Convicts Blu-ray Review

1902. On the Gulf Coast of Texas, a convict has escaped. As he runs from the dogs and their overseers, a young boy is awakened by the sounds. He then quickly returns to his slumber as these sounds are very familiar on Mr. Soll’s property.

MGM studios had a lot of money troubles in the early 1990s, with many films being kept on the shelf due to a lack of promotional funds. CONVICTS was one of them. Based on the play by acclaimed author Horton Foote (the film is actually referred to as HORTON FOOTE’S “CONVICTS” in the opening credits), the film follows the adventures of 13 year old Horace (Haas, still sporting the big eyed look from WITNESS) who has come to work on Soll’s property in the hopes of earning enough money to buy a headstone to mark his father’s grave. Horace spends most of his time with Ben (Jones) and his wife. Whether he’s overseeing the convict labor that works the land or holding an escaped convict at gunpoint, Ben is always spouting some great pieces of wisdom for young Horace to learn from. They both approach Mr. Soll Gautier (Duvall) as an odd bird. And he is.

 Lukas Haas in Convicts

One of the hardest things about making a film based on a play is trying to adjust the dialogue so that it doesn’t look like a play. Unfortunately CONVICTS doesn’t do this sufficiently enough. Early scenes in the film have actors standing stiffly, like they were hitting their marks on stage, and speaking in that “just a little too loud” voice you need to project from the stage. Also, despite the great cast, the film has the look and feel of a made-for-television movie. In fact, considering that I can’t find a proper MPAA Rating for the film anywhere, I wonder if it wasn’t in fact sent down that road. Director Masterson, who also helmed Foote’s THE TRIP TO BOUNTIFUL, captures the scenery and period detail well. Foote, who won Oscars for his scripts for TO KILL A MOCKINGBIRD and TENDER MERCIES (both which, incidentally, featured Duvall – he made his screen debut in TO KILL A MOCKINGBIRD and won the Oscar for Best Actor for TENDER MERCIES) is one of this generations best writers and the words here flow out of the actor’s mouths like water.

Robert Duvall in Convicts

And what great mouths they are. I’ve often referred to Duvall as possibly the greatest film actor EVER and he does nothing here to prove me wrong. Jones is also strong, getting the best of the monologues here. Haas is also quite good, conveying that uneasy time in life when you grow from a child to a teenager in what seems like the blink of an eye. Supporting work by Starletta Dupois as Ben’s wife, Starla and Carlin Glynn as Asa, Ben’s main co-worker, is also strong.

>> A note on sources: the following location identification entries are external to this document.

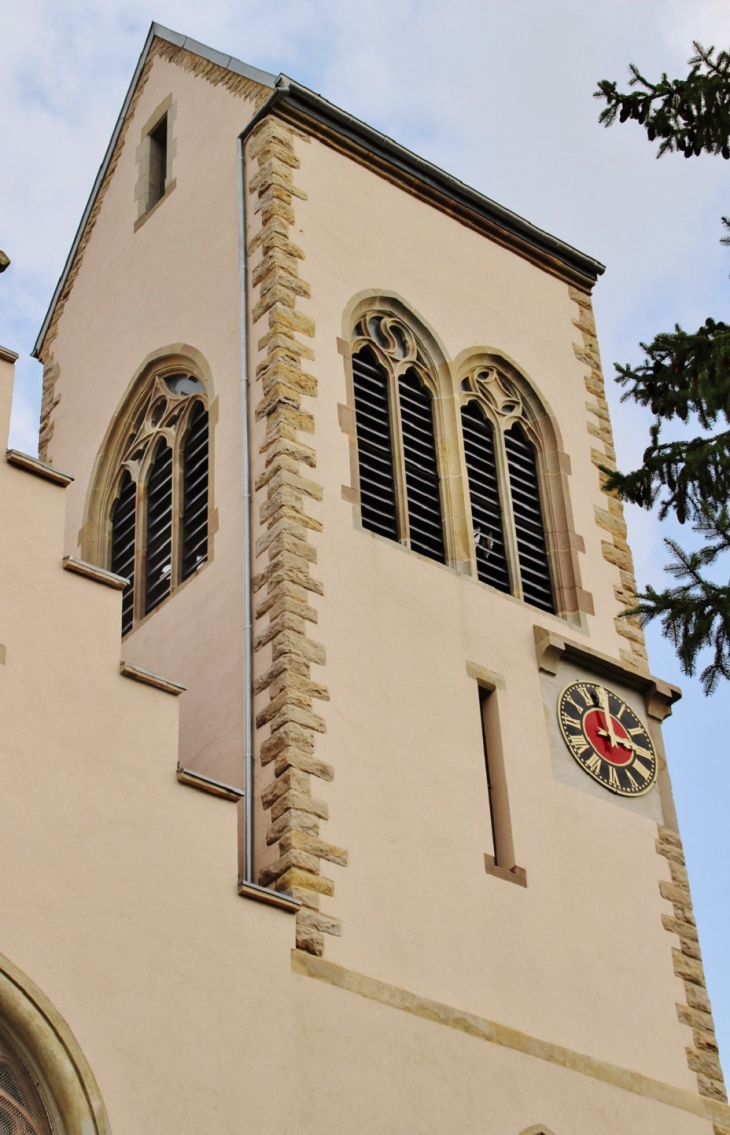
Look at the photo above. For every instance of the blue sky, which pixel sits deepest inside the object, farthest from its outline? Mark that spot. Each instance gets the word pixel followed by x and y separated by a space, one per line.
pixel 500 94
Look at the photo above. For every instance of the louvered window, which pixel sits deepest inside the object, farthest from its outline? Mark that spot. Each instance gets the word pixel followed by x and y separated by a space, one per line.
pixel 123 544
pixel 426 531
pixel 484 489
pixel 400 487
pixel 504 489
pixel 528 520
pixel 195 493
pixel 22 1109
pixel 375 451
pixel 159 529
pixel 159 518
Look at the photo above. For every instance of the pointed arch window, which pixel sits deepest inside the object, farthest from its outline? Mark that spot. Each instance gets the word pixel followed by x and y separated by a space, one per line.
pixel 159 513
pixel 502 457
pixel 397 456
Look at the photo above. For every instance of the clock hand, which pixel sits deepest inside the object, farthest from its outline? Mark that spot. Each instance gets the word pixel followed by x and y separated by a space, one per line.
pixel 629 745
pixel 620 740
pixel 603 698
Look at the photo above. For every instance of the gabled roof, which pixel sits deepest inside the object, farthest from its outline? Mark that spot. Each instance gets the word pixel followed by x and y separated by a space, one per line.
pixel 298 103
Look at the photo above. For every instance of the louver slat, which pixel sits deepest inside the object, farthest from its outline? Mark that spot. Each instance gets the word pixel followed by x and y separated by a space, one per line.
pixel 484 490
pixel 375 451
pixel 528 520
pixel 159 529
pixel 195 493
pixel 123 532
pixel 421 469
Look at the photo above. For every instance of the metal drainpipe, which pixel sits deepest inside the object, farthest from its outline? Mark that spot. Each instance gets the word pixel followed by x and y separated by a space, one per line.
pixel 245 493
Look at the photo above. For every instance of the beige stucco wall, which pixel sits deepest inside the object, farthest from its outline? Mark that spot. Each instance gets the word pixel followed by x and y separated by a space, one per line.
pixel 171 982
pixel 403 730
pixel 118 900
pixel 145 300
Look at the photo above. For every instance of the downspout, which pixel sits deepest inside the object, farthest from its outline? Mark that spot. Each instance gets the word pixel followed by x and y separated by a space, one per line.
pixel 249 877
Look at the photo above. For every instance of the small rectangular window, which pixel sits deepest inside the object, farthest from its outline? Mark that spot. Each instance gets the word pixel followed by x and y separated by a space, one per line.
pixel 158 162
pixel 502 863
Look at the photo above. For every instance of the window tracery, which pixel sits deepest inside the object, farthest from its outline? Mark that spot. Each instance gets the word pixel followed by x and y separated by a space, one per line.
pixel 400 477
pixel 158 513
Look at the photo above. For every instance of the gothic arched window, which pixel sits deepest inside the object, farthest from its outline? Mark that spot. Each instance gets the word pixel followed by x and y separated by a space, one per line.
pixel 502 457
pixel 159 501
pixel 400 480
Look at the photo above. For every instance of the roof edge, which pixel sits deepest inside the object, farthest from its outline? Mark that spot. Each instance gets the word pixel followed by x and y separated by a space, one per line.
pixel 328 119
pixel 157 31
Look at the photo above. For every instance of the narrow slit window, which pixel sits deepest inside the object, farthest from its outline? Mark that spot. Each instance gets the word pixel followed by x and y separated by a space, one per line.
pixel 159 529
pixel 158 162
pixel 502 863
pixel 375 448
pixel 528 520
pixel 422 485
pixel 195 493
pixel 484 492
pixel 123 544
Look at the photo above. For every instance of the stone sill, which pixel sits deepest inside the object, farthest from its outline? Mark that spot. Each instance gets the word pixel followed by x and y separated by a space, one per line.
pixel 208 784
pixel 271 898
pixel 40 468
pixel 91 571
pixel 145 675
pixel 510 875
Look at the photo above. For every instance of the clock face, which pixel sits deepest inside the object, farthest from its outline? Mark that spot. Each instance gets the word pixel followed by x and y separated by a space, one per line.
pixel 606 738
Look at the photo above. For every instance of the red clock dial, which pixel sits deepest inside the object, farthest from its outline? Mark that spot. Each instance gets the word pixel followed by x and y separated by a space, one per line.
pixel 606 738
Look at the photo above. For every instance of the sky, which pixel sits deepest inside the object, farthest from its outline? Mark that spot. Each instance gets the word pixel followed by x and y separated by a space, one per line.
pixel 497 92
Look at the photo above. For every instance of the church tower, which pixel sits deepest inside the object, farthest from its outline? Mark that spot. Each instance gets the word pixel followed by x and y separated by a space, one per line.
pixel 336 425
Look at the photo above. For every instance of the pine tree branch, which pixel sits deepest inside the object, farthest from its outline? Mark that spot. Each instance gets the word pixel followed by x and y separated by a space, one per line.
pixel 684 377
pixel 690 115
pixel 695 615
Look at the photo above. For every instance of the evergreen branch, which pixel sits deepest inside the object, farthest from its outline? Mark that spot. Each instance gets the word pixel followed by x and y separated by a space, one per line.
pixel 695 614
pixel 690 115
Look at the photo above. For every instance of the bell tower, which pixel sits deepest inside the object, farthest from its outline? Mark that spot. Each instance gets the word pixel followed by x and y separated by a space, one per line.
pixel 337 425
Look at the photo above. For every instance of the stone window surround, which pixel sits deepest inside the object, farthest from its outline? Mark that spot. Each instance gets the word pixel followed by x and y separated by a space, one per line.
pixel 444 379
pixel 167 108
pixel 94 537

All in all, CONVICTS is a quiet, entertaining film that somehow got put on a shelf. I recommend you take it down and give it a watch.


Video: Presented in its original 1:85.1 aspect ratio, the film transfer is sharp, though the colors a muted. Again, I wonder if this was originally meant for television.

Audio: The English soundtrack is available in DTS-HD Master Audio 2.0 and is well mixed. The dialogue is delivered clearly and the background sounds, especially the inhabitants of the Texas Gulf Coast, never interfere.

The only extra is a :30 second trailer.